# Fairness-Aware Dense Subgraph Discovery


This is a code repository for our submission at Transactions on Machine Learning Research (TMLR).

## Abstract
Dense subgraph discovery (DSD) is a key graph mining primitive with myriad applications including finding densely connected communities which are diverse in their vertex composition. In such a context, it is desirable to extract a dense subgraph that provides fair representation of the diverse subgroups that constitute the vertex set while incurring a small loss in terms of subgraph density. Existing methods for promoting fairness in DSD have important limitations - the associated formulations are NP-hard in the worst case and they do not provide flexible notions of fairness, making it non-trivial to analyze the inherent trade-off between density and fairness.
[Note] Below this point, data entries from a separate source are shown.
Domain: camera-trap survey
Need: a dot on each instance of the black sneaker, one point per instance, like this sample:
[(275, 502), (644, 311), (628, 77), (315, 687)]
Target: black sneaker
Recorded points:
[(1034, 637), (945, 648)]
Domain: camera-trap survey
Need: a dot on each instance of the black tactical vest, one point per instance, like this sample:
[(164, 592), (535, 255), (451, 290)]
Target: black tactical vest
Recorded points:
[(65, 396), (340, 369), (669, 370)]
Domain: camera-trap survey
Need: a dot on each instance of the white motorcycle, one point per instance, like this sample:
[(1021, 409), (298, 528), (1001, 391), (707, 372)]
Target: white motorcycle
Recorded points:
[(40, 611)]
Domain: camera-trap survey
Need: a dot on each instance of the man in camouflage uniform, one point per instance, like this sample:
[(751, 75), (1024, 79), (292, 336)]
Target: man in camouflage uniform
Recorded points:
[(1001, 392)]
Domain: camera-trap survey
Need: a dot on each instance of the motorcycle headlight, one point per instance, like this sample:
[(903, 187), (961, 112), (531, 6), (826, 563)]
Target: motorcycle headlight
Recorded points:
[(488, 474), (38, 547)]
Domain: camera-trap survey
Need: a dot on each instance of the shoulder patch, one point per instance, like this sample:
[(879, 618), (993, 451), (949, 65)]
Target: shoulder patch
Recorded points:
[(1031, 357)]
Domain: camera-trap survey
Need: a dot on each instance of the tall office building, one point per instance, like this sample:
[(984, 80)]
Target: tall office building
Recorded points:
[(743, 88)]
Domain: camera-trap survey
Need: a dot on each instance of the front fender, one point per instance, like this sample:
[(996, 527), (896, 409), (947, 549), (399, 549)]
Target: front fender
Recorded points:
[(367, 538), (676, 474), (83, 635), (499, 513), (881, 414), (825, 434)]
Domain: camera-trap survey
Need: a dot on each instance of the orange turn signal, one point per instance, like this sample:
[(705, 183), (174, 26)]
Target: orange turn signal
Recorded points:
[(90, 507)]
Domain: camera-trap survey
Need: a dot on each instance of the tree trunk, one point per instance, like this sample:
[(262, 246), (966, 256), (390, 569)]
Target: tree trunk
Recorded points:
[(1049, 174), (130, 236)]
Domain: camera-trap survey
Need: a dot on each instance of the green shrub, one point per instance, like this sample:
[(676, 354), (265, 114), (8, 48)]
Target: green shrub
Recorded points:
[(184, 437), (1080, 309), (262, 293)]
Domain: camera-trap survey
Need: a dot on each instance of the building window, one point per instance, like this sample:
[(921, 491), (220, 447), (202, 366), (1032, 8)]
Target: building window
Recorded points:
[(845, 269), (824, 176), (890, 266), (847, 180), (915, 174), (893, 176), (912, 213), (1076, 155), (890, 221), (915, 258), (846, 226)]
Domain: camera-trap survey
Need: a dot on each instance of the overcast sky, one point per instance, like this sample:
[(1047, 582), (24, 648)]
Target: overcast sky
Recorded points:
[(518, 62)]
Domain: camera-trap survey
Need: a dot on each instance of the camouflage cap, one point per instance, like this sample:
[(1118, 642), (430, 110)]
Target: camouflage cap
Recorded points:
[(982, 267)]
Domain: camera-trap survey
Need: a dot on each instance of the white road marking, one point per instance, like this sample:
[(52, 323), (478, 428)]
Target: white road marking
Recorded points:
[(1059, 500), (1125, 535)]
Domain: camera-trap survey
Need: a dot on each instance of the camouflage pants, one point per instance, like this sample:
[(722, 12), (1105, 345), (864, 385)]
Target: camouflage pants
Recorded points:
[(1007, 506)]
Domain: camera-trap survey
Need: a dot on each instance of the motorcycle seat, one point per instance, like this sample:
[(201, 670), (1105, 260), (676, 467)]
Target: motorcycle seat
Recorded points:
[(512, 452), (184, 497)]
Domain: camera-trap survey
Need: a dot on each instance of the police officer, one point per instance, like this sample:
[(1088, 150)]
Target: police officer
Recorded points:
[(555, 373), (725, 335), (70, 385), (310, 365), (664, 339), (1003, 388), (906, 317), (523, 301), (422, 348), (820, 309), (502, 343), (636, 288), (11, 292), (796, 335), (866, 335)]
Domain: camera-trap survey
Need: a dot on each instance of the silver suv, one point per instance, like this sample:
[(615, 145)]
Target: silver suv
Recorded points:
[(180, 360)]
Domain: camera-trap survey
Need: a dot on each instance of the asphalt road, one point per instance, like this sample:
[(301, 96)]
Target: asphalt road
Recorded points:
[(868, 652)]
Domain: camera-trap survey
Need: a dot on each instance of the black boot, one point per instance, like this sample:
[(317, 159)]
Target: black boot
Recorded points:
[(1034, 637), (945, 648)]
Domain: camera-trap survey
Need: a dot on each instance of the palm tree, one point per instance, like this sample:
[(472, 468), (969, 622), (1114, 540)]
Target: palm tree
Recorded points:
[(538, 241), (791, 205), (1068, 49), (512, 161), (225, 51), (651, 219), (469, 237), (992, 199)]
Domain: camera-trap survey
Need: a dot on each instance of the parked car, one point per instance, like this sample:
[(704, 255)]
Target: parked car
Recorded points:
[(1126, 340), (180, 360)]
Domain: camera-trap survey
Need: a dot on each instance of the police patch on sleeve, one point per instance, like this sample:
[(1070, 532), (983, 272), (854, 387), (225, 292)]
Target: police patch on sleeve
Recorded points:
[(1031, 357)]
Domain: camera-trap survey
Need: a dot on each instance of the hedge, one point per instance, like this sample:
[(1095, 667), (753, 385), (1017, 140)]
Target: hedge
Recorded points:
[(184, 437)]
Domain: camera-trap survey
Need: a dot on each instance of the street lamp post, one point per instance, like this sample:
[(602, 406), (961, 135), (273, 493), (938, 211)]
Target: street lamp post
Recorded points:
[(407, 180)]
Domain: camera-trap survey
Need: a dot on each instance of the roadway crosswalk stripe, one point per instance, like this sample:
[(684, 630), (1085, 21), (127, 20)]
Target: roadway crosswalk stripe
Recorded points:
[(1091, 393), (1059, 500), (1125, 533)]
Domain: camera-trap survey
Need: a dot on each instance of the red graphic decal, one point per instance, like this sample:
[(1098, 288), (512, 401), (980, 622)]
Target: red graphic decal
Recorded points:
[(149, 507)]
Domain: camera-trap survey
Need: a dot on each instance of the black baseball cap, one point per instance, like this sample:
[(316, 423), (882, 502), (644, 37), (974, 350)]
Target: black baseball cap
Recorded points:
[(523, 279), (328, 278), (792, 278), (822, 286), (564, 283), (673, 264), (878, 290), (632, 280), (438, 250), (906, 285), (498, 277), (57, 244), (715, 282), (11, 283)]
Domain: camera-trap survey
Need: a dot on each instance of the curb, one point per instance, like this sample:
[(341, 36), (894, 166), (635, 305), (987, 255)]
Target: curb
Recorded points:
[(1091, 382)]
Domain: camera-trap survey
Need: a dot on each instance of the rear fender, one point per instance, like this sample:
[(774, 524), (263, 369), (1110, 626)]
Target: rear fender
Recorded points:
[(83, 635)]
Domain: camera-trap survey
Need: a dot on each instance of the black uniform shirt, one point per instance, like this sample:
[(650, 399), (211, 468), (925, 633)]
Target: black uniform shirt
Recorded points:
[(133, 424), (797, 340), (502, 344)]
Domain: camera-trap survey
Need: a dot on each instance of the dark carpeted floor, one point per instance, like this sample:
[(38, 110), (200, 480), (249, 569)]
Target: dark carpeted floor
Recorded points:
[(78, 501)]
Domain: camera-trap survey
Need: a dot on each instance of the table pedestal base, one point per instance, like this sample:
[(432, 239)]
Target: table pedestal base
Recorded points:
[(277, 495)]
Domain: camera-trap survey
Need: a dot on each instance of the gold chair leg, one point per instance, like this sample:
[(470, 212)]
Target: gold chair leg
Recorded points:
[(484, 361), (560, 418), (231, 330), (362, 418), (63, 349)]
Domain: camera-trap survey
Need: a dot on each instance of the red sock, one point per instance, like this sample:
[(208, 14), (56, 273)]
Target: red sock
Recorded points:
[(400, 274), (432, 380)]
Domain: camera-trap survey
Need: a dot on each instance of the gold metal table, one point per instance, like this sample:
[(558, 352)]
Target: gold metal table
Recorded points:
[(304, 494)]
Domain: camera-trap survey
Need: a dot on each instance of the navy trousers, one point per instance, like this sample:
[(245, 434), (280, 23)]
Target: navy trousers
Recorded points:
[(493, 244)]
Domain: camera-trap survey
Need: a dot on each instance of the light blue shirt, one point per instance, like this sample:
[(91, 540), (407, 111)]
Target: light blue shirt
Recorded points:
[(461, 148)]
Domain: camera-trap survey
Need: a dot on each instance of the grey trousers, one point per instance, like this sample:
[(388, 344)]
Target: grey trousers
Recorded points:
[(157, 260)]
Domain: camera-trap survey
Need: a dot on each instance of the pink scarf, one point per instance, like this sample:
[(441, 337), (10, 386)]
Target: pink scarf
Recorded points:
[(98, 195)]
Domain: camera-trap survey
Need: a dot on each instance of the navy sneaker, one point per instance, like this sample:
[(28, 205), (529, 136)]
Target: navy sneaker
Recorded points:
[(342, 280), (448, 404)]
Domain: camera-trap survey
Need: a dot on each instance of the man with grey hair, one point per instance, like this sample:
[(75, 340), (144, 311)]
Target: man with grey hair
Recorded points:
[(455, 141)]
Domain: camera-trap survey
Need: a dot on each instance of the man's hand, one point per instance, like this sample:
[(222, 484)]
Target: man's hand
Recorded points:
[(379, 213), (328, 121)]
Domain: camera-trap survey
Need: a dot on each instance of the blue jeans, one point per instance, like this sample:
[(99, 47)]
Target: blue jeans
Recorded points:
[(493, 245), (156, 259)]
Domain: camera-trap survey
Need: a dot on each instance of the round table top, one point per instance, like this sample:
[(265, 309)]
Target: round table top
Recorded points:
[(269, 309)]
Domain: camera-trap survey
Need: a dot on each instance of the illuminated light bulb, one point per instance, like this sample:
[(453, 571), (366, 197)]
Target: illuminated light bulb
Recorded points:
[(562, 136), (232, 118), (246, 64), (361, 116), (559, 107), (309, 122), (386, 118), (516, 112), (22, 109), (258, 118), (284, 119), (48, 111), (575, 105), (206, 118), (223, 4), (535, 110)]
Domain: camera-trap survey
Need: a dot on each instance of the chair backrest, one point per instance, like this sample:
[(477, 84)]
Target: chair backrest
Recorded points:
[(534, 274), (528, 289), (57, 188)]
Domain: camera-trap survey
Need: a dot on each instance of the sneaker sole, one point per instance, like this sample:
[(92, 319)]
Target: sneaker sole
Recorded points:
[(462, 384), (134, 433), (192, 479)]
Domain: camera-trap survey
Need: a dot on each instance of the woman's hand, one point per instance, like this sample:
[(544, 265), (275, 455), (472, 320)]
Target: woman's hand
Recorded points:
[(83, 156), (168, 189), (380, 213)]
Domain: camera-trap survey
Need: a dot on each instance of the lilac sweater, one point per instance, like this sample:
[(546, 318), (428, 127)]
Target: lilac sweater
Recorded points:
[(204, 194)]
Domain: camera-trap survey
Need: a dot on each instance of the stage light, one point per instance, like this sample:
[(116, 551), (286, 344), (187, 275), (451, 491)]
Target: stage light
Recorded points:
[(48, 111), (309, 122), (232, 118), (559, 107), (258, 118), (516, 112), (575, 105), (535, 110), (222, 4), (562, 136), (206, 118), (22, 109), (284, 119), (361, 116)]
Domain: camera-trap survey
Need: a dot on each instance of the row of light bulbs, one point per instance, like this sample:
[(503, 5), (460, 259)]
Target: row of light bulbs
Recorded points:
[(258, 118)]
In this paper, we introduce two tractable formulations for fair DSD, each offering a different notion of fairness. Our methods provide a structured and flexible approach to incorporate fairness, accommodating varying fairness levels. We introduce the fairness-induced relative loss in subgraph density as a price of fairness measure to quantify the associated trade-off. We are the first to study such a notion in the context of detecting fair dense subgraphs. Extensive experiments on real-world datasets demonstrate that our methods not only match but frequently outperform existing solutions, sometimes incurring even less than half the subgraph density loss compared to prior art, while achieving the target fairness levels. Importantly, they excel in scenarios that previous methods fail to adequately handle, i.e., those with extreme subgroup imbalances, highlighting their effectiveness in extracting fair and dense solutions.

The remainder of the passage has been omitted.